The governor visited Lake Providence on July 25 to make an initial announcement about the grant award, but last week’s ribbon-cutting ceremony was canceled after Sparklight, a subsidiary of telecom giant Cable One, filed a formal protest with the Louisiana Office of Broadband Connectivity. The company’s action came after it learned that a new competitor, Conexon Connect, would be coming to town with a $4 million federal grant that Sparklight, itself, never applied for.

Conexon Connect, an upstart from Missouri that partners with rural electric utility cooperatives to provide high-speed internet services to hard-to-reach communities, could lose the money depending on how the state handles Sparklight’s challenge.

At a press conference on Wednesday, September 1, near the Louisiana State Capitol, residents from East Carroll Parish and other areas of the state aired their frustrations with big cable companies and with the state laws that allow them to protest grant awards so late in the process.

“Existing internet operators don’t want to serve rural areas,” East Carroll resident Wanda Manning said. “They say it doesn’t make money. And here’s the crazy part: They don’t want anyone else to serve these areas either.”

Reached by email Wednesday, Cable One spokesperson Tammy Gabel said the company already services the Lake Providence area with high speeds up to 1 gigabit per second and doesn’t feel the area needs grant money for broadband expansion.

“The company believes public grant funds would be best used in areas of Louisiana that do not already have access to broadband,” Gabel said.

Sparklight and AT&T are two major internet providers in East Carroll Parish. The residents said service from both companies is unreliable and slow to the point of making video streaming nearly impossible.

Louisiana’s Delta Region, economically depressed and majority-Black, has become the focus of efforts to close the so-called “digital divide” as the region has some of the worst internet access in the state, according to the Federal Communications Commission’s broadband coverage map, which shows zero East Carroll Parish residents having access to 1 gigabit internet speeds as of June 2021.

Delta Interfaith, a local advocacy group, spent the last two years conducting research and gathering data on the lack of internet access in East Carroll.
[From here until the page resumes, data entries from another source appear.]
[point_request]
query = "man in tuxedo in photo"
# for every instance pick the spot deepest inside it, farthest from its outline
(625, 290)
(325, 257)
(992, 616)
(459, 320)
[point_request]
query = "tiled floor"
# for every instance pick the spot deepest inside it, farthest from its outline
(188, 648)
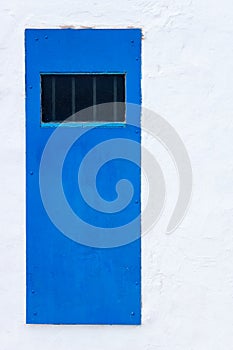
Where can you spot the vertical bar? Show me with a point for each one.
(94, 98)
(73, 99)
(115, 98)
(53, 98)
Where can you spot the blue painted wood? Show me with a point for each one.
(67, 282)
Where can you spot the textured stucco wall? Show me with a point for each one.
(187, 78)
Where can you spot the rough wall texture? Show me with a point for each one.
(187, 78)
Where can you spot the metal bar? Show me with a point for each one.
(94, 99)
(73, 99)
(115, 98)
(53, 98)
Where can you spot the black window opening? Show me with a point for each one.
(63, 95)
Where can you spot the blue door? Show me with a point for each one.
(83, 176)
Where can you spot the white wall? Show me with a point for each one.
(188, 79)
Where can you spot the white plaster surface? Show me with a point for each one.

Delta Interfaith’s Laura Arvin said the group studied customers’ bills and ran numerous speed tests that revealed current internet providers were charging premium prices for premium broadband speeds that customers were not receiving.

Arvin and other Delta Interfaith members said large telecom companies have so far challenged 26 of the 67 rural broadband GUMBO grants, made available with funding from President Biden’s American Rescue Plan Act, that have been awarded across the state. Delta Interfaith and Together Louisiana are urging the governor and the Louisiana Division of Administration, which houses the Office of Broadband Connectivity, to promptly deny the challenges and allow the expansions to begin.

Mary Anne Mushatt, a New Orleans resident who attended the press conference to support the East Carroll residents, pointed out that although the challenges might ultimately fail, they cause delays that could prove costly for smaller businesses such as Conexon Connect while forcing rural customers to renew contracts with existing providers that provide subpar service.

“At the least, it’s going to be a delay,” Mushatt said. “So, the communities are suffering while these companies are playing tricks.”

Manning said Edwards and Division of Administration Commissioner Jay Dardenne “face a very important crossroads at this moment.”

“If they go along with these efforts by the telecom companies, it’s going to be bad,” Manning said. “If they allow these companies to delay and nitpick and hollow out these grant awards, it undermines the financial feasibility of these projects…We don’t want that y’all.”

Arvin said she receives high-speed broadband in her rural majority-white neighborhood while some of the majority-Black neighborhoods in Lake Providence have no such options.